Deletion of Customer Data
The Exploo services provide the option for workspace primary owners to delete Customer Data at any time during a subscription term. Within 24 hours of deletion initiated by a workspace primary owner, Exploo hard deletes all information from currently running production systems (excluding team names and search terms embedded in URLs in web server access logs). Exploo services backups are destroyed within 14 days (except that during an ongoing investigation of an incident, this period may be temporarily extended).
When a Customer terminates a paid subscription to Enterprise Grid, if a Customer does not otherwise elect to delete its account, Exploo will, within 90 days following the subscription termination, delete, and ensure that all of its Affiliates and applicable third-party hosting providers delete, all copies of Customer Data (excluding team names, and search terms embedded in URLs in web server access logs) within 14 days after Exploo has initiated deletion of the Customer's account. When a customer terminates any paid subscription to the Exploo services other than Enterprise Grid, the customer’s subscription will continue under the free usage tier for the Exploo services subject to the then-current online Customer Terms of Service or other main online subscription agreement applicable to such free usage tier (‘Free Subscription Terms’), and the Customer Data will not be deleted until (i) the Customer self-deletes the workspace, (ii) the Customer otherwise instructs Exploo to delete their Customer Data or (iii) either party terminates the Free Subscription Terms. Upon the occurrence of such events, Exploo shall, within 14 days, delete, and ensure that all of its Affiliates and the permitted third party hosting providers delete, all copies of Customer Data (excluding team names, and search terms embedded in URLs in web server access logs).
Confidentiality
We place strict controls over our employees’ access to Customer Data. The operation of the Exploo services requires that some employees have access to the systems which store and process Customer Data. For example, in order to diagnose a problem that you are having with the Exploo services, we may need to access your Customer Data. These employees are prohibited from using these permissions to view Customer Data unless it is necessary to do so. We have technical controls and audit policies in place to ensure that any access to Customer Data is logged.
All our employees and contract personnel are bound to our policies regarding Customer Data, and we treat these issues as matters of the highest importance within our company.
Personnel practices
Exploo conducts background checks on all employees before employment, and employees receive privacy and security training during onboarding as well as on an ongoing basis.
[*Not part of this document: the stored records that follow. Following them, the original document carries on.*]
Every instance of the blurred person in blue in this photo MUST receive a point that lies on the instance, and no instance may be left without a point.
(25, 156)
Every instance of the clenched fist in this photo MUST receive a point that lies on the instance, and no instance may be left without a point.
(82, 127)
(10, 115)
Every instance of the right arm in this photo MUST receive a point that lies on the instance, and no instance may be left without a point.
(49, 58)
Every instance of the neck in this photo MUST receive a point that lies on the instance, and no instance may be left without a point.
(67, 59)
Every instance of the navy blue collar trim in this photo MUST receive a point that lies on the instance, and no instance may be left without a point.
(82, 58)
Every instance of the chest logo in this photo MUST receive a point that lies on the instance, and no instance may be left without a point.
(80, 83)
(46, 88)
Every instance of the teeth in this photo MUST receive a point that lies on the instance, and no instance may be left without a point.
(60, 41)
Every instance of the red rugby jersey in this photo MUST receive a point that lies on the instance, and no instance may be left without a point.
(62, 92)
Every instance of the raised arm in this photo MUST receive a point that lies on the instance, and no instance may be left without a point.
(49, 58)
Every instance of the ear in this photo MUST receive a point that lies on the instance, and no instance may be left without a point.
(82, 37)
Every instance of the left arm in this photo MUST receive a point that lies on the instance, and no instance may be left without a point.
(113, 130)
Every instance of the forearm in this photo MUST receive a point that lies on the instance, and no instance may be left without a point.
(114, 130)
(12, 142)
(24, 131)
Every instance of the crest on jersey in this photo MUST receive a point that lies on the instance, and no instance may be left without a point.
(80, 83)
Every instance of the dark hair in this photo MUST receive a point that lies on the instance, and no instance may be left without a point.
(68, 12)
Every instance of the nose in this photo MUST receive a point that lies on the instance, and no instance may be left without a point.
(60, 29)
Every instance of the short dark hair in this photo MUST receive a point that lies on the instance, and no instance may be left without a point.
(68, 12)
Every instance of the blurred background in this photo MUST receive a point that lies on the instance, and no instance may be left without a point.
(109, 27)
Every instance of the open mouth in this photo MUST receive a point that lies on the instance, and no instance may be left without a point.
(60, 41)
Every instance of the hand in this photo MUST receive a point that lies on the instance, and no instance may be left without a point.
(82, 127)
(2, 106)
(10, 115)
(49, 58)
All employees are required to read and sign our comprehensive information security policy covering the security, availability and confidentiality of the Exploo services.
Infrastructure
Exploo uses infrastructure provided by Amazon Web Services, Inc. (‘AWS’), DigitalOcean, MongoDB Inc. and Twilio/SendGrid to host or process Customer Data submitted to the Exploo services. Information about security provided by AWS is available from the AWS Security website. Information about security and privacy-related audits and certifications received by AWS, including information on ISO 27001 certification and SOC reports, is available from the AWS Compliance website.